Synaptotagmin is a synaptic vesicle protein whose cytosolic domain contains two C2 domains, C2A and C2B. Synaptotagmin is critical for synaptic transmission, and is implicated in synaptic vesicle docking, priming, Ca2+-sensing to trigger fusion and endocytosis. To further define synaptotagmin's role in the synaptic vesicle cycle, I examined three Drosophila synaptotagmin mutants: (1) a synaptotagmin null (sytnull) mutant, (2) a C2B Ca2+-binding motif mutant, and (3) a C2B polylysine motif mutant.; Although synaptic transmission is nearly abolished in syt null mutants, the mutation does not cause gross morphological changes. Indeed, sytnull mutants can survive to adulthood. However, synaptic vesicles, including docked vesicles, are decreased at sytnull active zones. syt null terminals also accumulate large, membranous structures. These experiments support a role for synaptotagmin in maintaining a population of synaptic vesicles in the nerve terminal, synaptic vesicle docking, Ca 2+-sensing to trigger fusion, and endocytosis.; Synaptic transmission is more severely disrupted in C2B Ca 2+-binding motif mutants than it is in sytnull mutants. However, unlike sytnull mutants, synaptic ultrastructure is normal in Ca2+-binding motif mutants. Thus, this motif is not involved in maintaining synaptic vesicles at nerve terminals, synaptic vesicle docking or endocytosis. Instead, the near elimination of synaptic transmission recorded in these mutants is likely because the protein cannot bind Ca2+ by its C2B domain, strongly supporting a role for synaptotagmin in Ca2+-sensing.; The polylysine motif in synaptotagmin's C2B domain is also critical for synaptic transmission.

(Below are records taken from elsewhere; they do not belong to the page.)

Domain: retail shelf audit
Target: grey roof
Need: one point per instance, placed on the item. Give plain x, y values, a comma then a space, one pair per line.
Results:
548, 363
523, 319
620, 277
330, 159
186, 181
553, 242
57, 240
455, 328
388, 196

In vitro, this motif interacts with numerous presynaptic proteins. Thus, the synaptic transmission defect in these mutants may be due to a disruption of any of these interactions. Here I present data implicating this motif in synaptic vesicle recycling. I demonstrate that the motif is not involved in endocytosis, but does play a role prior to vesicle fusion. Furthermore, the polylysine motif mutants have a decreased release probability. These results are consistent with the hypothesis that the polylysine motif is involved in synaptic vesicle priming.; These studies demonstrate that synaptotagmin is a multifunctional protein in the synaptic vesicle cycle, playing important roles in vesicle docking, priming, Ca2+-sensing and endocytosis via distinct molecular interactions mediated by its various motifs.